Elimination of Katrina subgroup (Element 5.1)
Revision: Tennessee will remove the separate subgroup for students displaced by Hurricanes Katrina and Rita for reporting and accountability purposes.
Including students with disabilities in AYP (Element 5.3)
Revision: Tennessee will use the “proxy method” (option 1 in our guidance dated December 2005) to take advantage of the interim flexibility regarding calculating adequate yearly progress (AYP) for the students with disabilities subgroup (refer to: www.ed.gov/policy/elsec/guid/secletter/070207.html). Tennessee will calculate a proxy to determine the percentage of students with disabilities that is equivalent to 2.0 percent of all students assessed. For this year only, this proxy will then be added to the percentage of students with disabilities who are proficient. For any school or district that did not make AYP solely due to its students with disabilities subgroup, Tennessee will use this adjusted percentage proficient to re-examine if the school or district made AYP for the 2006-07 school year.
Graduation rate (Element 7.1)
Revision: For four early college/middle college high schools in Tennessee, the State will define the “standard number of years” for calculating the graduation rate as 5 years and one summer.
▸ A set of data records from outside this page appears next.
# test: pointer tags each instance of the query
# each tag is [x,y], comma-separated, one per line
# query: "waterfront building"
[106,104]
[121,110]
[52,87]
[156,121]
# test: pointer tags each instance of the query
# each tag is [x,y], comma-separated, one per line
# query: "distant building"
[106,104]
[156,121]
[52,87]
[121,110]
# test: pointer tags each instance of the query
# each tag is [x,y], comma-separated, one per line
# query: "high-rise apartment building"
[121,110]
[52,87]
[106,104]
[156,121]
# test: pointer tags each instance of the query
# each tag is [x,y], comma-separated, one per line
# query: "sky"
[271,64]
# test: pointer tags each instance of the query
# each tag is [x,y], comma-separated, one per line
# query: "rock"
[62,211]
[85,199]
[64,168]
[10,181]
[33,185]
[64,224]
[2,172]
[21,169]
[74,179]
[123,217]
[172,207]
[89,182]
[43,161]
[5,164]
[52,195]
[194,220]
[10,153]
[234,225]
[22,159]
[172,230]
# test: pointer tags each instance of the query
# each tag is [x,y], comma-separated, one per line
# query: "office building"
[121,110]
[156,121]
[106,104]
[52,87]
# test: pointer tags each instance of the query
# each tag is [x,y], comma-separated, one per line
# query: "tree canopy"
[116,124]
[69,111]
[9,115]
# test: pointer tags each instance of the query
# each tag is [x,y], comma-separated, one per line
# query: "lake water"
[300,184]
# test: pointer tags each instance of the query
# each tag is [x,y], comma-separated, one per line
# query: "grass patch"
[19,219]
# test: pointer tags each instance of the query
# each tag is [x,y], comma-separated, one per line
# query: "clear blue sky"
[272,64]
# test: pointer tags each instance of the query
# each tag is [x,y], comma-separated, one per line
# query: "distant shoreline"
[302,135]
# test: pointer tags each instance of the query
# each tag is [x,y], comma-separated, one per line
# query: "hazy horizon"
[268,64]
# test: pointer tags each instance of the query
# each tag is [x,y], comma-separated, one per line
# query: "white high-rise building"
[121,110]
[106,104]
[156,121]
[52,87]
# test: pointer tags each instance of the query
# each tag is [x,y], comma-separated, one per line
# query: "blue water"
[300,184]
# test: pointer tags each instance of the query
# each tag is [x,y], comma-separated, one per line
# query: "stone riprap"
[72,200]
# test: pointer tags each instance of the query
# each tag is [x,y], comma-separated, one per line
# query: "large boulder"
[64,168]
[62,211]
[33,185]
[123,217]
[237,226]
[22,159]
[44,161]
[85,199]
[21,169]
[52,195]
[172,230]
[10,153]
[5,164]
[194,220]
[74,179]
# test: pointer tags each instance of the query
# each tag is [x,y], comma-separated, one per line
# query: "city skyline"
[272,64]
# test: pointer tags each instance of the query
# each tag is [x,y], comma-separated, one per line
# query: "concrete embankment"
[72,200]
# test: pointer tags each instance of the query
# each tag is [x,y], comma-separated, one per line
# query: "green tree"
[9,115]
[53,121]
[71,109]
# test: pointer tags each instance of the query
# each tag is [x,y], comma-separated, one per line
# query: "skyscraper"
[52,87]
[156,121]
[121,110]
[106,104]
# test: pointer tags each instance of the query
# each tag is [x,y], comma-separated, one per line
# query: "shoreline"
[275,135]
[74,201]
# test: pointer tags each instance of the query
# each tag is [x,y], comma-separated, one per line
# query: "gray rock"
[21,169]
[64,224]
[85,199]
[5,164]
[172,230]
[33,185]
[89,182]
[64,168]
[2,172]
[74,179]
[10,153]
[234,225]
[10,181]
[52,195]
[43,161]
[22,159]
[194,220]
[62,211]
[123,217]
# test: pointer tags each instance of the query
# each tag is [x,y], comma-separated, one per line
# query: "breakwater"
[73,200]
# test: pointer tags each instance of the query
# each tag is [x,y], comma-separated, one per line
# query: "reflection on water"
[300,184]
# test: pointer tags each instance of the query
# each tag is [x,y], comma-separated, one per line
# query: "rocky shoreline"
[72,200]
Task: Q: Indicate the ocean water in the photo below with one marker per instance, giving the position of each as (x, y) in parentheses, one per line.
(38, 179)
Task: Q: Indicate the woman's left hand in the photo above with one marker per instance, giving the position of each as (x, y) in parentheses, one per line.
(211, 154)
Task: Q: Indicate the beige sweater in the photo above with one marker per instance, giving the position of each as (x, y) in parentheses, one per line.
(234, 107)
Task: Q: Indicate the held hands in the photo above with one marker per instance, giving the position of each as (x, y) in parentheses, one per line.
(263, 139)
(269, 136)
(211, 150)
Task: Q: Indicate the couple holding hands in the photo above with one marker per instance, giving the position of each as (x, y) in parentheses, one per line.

These four schools, Middle College High School at Nashville State Community College, Chattanooga State Middle College High School, Memphis City Middle College High School, and Williamson County Middle College High School, are student self-selected schools with an integrated high school and postsecondary curriculum. Students follow a 5-year trajectory leading to an associate’s degree or acceleration toward a 4-year college degree in addition to receiving a regular high school diploma.
The following amendment is not aligned with the statute and regulations and is therefore not approved.
Confidence interval on growth model calculations (Element 3.2)
The Department cannot approve Tennessee’s proposal to apply a 68 percent confidence interval to the percentages of students either scoring proficient or on track to proficiency as part of Tennessee’s growth model. The Department has brought together two panels of outside experts to review State growth model proposals and to make recommendations to the Secretary regarding the growth model pilot. As noted by the first peer review panel in its “cross cutting issues” document (refer to: /www.ed.govhttps://www2.ed.gov/admins/lead/account/growthmodel/cc.doc), “the justification for employing confidence intervals around the AYP status target is based largely on reducing the impact of score volatility due to changes in the cohorts being assessed from one year to another, and thus reducing the potential for inappropriately concluding that the effectiveness of the school is improving or declining. Under the growth model the issue of successive cohorts is no longer in play since we are measuring the gains over time that are attained by individual students.” Based on the peers’ logic, the Department declines to approve Tennessee’s application of a confidence interval on its growth model calculations.